A problem which arose during the design stage for JFFS2 which had not already been addressed for the original version involved truncation of files. The sequence of events which could be problematic was a truncation followed by a write to an offset larger than the truncation point -- leaving a ``hole'' in the file which should return all zeroes upon being read.
On truncation, the original JFFS merely wrote out a new node giving the new length, and marked (in memory) the older nodes containing data beyond the truncation point as obsolete. Later writes would occur as normal.
During a scan of the file system on remounting, the sequential nature of the garbage collection ensured that all the old nodes containing actual data for the ranges which should be ``holes'' were garbage collected before the truncation node. As nodes were interpreted in version order after the physical scan, correct behaviour could be guaranteed, because the evidence of the truncation was still present at all times until the old data were erased.
For JFFS2, where blocks can be garbage collected out of order, it was necessary to ensure that old data could never ``show through'' the holes caused by truncation and subsequent extension of a file.

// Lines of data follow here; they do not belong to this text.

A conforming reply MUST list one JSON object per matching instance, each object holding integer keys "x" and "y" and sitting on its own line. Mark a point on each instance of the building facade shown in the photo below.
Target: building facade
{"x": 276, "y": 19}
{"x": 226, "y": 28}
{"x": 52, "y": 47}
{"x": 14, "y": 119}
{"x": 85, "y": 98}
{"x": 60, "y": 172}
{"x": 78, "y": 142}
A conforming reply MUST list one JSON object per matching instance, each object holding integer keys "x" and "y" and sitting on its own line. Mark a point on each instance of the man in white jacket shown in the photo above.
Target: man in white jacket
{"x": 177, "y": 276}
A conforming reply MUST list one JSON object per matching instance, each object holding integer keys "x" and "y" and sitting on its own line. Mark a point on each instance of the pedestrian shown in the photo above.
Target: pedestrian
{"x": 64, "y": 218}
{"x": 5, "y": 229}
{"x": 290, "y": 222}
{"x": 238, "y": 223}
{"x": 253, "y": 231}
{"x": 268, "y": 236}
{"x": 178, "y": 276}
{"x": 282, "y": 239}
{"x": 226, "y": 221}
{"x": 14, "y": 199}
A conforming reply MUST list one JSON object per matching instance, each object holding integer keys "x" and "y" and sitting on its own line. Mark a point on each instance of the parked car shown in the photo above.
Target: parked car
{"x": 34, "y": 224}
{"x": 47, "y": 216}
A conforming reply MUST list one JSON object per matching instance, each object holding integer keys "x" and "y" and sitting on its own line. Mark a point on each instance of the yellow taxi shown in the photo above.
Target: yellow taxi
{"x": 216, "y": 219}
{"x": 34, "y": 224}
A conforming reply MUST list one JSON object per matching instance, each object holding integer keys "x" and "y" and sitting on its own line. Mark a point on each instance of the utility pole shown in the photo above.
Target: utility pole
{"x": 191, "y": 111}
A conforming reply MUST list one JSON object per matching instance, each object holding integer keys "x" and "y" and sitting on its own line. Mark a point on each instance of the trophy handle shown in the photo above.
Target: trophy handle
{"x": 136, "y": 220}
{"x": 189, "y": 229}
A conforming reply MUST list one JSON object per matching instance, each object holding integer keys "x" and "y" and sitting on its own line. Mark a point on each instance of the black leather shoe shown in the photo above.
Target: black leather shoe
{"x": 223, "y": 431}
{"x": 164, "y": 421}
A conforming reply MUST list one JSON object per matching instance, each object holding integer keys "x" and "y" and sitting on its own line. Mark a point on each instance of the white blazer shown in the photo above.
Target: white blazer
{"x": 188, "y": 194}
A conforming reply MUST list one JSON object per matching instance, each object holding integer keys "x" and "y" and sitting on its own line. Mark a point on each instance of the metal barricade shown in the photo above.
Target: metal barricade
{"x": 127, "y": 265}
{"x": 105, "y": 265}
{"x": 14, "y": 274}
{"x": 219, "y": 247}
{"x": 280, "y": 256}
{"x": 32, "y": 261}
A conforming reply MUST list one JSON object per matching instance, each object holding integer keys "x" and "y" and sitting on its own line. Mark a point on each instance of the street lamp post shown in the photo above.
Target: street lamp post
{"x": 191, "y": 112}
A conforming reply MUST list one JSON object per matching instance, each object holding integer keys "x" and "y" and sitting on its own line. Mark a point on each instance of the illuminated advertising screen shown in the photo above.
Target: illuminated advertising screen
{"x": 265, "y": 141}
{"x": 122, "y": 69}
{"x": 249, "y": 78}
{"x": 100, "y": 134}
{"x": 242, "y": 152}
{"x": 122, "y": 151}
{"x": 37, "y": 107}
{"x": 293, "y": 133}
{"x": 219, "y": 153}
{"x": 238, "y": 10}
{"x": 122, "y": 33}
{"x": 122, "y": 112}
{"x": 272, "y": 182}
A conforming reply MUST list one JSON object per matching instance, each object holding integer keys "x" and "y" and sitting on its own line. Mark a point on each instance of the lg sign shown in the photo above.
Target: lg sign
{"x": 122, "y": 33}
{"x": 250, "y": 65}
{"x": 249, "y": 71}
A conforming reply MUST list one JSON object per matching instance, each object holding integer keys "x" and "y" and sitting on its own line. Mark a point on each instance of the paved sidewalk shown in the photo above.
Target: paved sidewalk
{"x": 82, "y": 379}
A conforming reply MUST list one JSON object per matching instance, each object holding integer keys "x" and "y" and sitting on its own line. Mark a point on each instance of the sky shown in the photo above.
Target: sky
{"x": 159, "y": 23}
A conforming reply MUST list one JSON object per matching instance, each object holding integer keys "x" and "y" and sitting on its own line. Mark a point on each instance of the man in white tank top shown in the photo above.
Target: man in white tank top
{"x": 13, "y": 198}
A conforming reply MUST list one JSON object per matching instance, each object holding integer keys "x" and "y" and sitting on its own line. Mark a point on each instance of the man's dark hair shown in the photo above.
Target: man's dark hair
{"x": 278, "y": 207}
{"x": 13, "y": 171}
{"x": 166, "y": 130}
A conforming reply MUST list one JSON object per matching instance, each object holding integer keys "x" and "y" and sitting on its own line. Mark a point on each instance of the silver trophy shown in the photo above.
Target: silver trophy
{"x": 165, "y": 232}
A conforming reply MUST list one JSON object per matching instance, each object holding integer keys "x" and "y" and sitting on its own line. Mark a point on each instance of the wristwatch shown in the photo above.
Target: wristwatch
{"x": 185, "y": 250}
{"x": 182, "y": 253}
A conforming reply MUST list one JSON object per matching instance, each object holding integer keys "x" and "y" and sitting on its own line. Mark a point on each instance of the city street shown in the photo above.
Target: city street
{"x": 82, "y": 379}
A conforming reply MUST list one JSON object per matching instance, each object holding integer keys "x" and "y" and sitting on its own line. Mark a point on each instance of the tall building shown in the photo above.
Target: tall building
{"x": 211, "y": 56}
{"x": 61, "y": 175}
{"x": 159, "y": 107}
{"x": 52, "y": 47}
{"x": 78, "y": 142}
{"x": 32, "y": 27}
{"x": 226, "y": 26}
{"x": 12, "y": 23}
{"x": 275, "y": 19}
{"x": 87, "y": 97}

For this reason, it was decided that there should be no holes in the proper sense -- a complete absence of information for the range of bytes in question. Instead, upon receiving a request to write to an offset greater than the current size of a file, or a request to truncate to a larger size, JFFS2 inserts a data node with the previously-mentioned compression type JFFS2_COMPR_ZERO, meaning that no actual data are contained with the node, and the entire range represented by the node should be set to zero upon being read.
In the case where a file contains a very large hole, it is preferable to represent that hole by only a single physical node on the medium, rather than a ``hole'' node for each page in the range affected. Therefore, such hole nodes are a special case of data node; the only type of data node which may cover a range of more than one page.
This special case is itself the reason for further complication, because of concerns about expansion during garbage collection. If a single byte is written to a page which was previously part of a hole, it is necessary to ensure that garbage collection of either the original hole node or the node containing the new byte of data should not require more space than is taken by the original.
The solution to this problem is the same as for compressed nodes which may expand when merged -- if garbage collection would cause an expansion, and there is insufficient slack space to accommodate such growth, then the original node is copied exactly, retaining the original version number.